Since the model is agnostic of the considered universe of possible haplotype fractions (see “Definitions” section), it can also be applied to predict subclonal HLA types of for example tumor samples. While such subclonal HLA typing requires further optimizations in the implementation (see “Practical considerations for model evaluation” section), it could provide important information for designing tumor-antigen targeted immunotherapies, since this would allow to detect the evolution of tumor subclones which no longer present specific tumor antigens due to HLA allele loss or to predict subclone specific tumor antigen binding affinities.

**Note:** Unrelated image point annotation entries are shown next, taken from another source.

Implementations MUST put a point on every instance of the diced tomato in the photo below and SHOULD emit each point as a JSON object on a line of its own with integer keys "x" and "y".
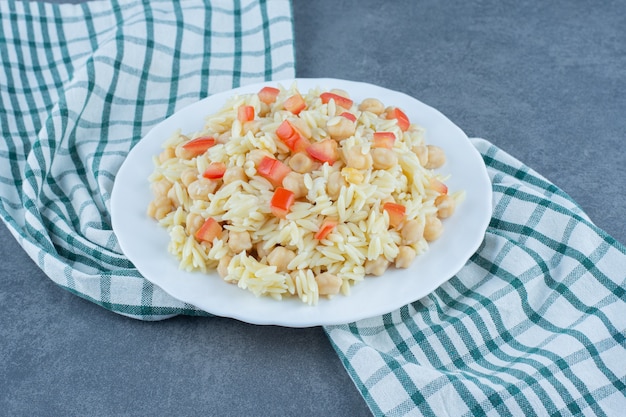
{"x": 198, "y": 146}
{"x": 291, "y": 137}
{"x": 342, "y": 101}
{"x": 349, "y": 116}
{"x": 438, "y": 186}
{"x": 326, "y": 227}
{"x": 281, "y": 202}
{"x": 324, "y": 151}
{"x": 268, "y": 94}
{"x": 209, "y": 230}
{"x": 384, "y": 139}
{"x": 295, "y": 104}
{"x": 215, "y": 170}
{"x": 396, "y": 213}
{"x": 401, "y": 118}
{"x": 273, "y": 170}
{"x": 245, "y": 113}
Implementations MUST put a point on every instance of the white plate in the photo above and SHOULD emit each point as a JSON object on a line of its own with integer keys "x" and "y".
{"x": 145, "y": 243}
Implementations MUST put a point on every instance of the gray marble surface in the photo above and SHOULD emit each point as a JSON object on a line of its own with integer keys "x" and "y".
{"x": 544, "y": 81}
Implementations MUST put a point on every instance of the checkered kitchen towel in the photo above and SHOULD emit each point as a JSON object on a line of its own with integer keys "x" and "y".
{"x": 534, "y": 324}
{"x": 79, "y": 86}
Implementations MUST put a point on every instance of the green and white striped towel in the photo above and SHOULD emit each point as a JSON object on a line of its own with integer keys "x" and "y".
{"x": 80, "y": 85}
{"x": 534, "y": 324}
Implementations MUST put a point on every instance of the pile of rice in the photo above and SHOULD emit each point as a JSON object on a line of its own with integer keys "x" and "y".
{"x": 362, "y": 233}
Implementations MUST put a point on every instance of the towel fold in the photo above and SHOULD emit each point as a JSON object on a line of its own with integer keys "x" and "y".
{"x": 81, "y": 84}
{"x": 534, "y": 323}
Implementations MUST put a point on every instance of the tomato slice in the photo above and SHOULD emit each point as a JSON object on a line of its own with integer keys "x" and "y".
{"x": 342, "y": 101}
{"x": 268, "y": 94}
{"x": 281, "y": 202}
{"x": 326, "y": 227}
{"x": 291, "y": 137}
{"x": 384, "y": 139}
{"x": 245, "y": 113}
{"x": 401, "y": 118}
{"x": 324, "y": 151}
{"x": 209, "y": 230}
{"x": 349, "y": 116}
{"x": 273, "y": 170}
{"x": 396, "y": 213}
{"x": 198, "y": 146}
{"x": 295, "y": 104}
{"x": 215, "y": 170}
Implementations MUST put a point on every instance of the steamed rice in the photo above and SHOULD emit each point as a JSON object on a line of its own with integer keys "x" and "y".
{"x": 362, "y": 235}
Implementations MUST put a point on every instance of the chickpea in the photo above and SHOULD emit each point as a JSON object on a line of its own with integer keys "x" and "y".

Orthanqs model evaluation is in principle exponential in the number of considered haplotypes. However, using linear programming, the number of haplotypes to consider can be dramatically reduced, enabling practical feasibility when constraining the universe of possible haplotype fractions (see LP pruned haplotypes in the supplementary Snakemake report). In the future, we plan to further improve the speed by exploring an equivalence class based approach preprocessing de facto mutually exclusive solutions, as well as statistical approximations (see “Practical considerations for model evaluation” section).

By utilizing variant based evidence generated by Varlociraptor, Orthanq can also make direct use of Varlociraptors advanced capabilities for defining relations between samples, e.g. in terms for inheritance (mendelian and clonal) and contamination. This way, for the first time, contamination or pedigree information and complex sample scenarios like longitudinal studies can be taken into account on a statistical level for HLA typing.

While Orthanq’s model is capable to type any kind of HLA locus, in practice, Orthanq is currently able to type HLA-A, HLA-B and HLA-C from class I genes and HLA-DQA1 and HLA-DQB1 from class II genes. The reason for this practical limitation is that HLA-DRB1 (the second class II gene) requires a refinement of the way we determine candidate variants that can deal with the high sequence similarity between DRB1 and DRB5 (an issue that is also known to another HLA typer, HLA-reporter [9]). Once this has been implemented, we will extend our benchmarking towards all class II genes.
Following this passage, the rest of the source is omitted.